Under the terms of the TNK-BP deal, signed in June 2003, the Russian partners agreed not to sell their stake for four years in order to provide BP with a stable business environment — a restriction that ends next spring.

Shell, Exxon Mobil and Total, which all signed deals in the 1990s that Russian officials now criticize as humiliatingly unfair, have all also been under greater scrutiny of late.

In September, regulators froze a key environmental permit at the US$20 billion (€15.5 billion) Shell-led oil and gas project in the island of Sakhalin in the Russian Far East, and they have threatened to halt all work on it because of alleged ecological violations.

Russian regulators have warned that a license to develop an Arctic oil field being developed by France’s Total SA could be at risk because of violations and Exxon Mobil has faced an environmental audit of its oil and gas project in Sakhalin.

The so-called Production Sharing Agreements or PSAs, signed at a time when state coffers were empty and investment was desperately needed, handed full control of energy projects to foreigners and allowed them to recoup all their costs before paying any royalties.

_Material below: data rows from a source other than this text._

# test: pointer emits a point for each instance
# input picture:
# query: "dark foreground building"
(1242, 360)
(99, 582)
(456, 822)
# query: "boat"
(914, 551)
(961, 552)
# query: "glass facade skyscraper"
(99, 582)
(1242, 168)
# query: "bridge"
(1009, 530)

Shell angered the Russian government last year when it announced that costs had doubled to more than US$20 billion (€15.5 billion). This shot down a proposed deal for Gazprom to enter the project and the Russian government is now reportedly demanding a renegotiation of the PSA and better terms for Gazprom.

The strong-arm tactics have alarmed foreign investors.

“The extent to which rules are stable is important for the investment climate. The stability test is not being passed with flying colors,” said Christopher Granville, strategist and editor of the Trusted Sources analytical service.

Yet BP Chief Executive John Browne recently downplayed the troubles his company is facing in Russia.

“There has been much speculation covering our Russian activities, but in reality there has been no change,” he said. “Our relationships with the government and our partners remain strong.”

William Browder, CEO of Hermitage Capital, the largest investment fund in Russia, said BP and other large oil companies simply couldn’t afford to stay out of Russia with dwindling reserves available to them elsewhere in the world.

“If I was sitting in the board room of Shell, BP and Exxon Mobil and thinking about Russia, I’d be scared,” he said. “But at the moment, Russia doesn’t seem to suffer any real consequences for playing hardball. In a world where there’s no oil, foreign companies are lining up to work regardless of how the Russians treat them.”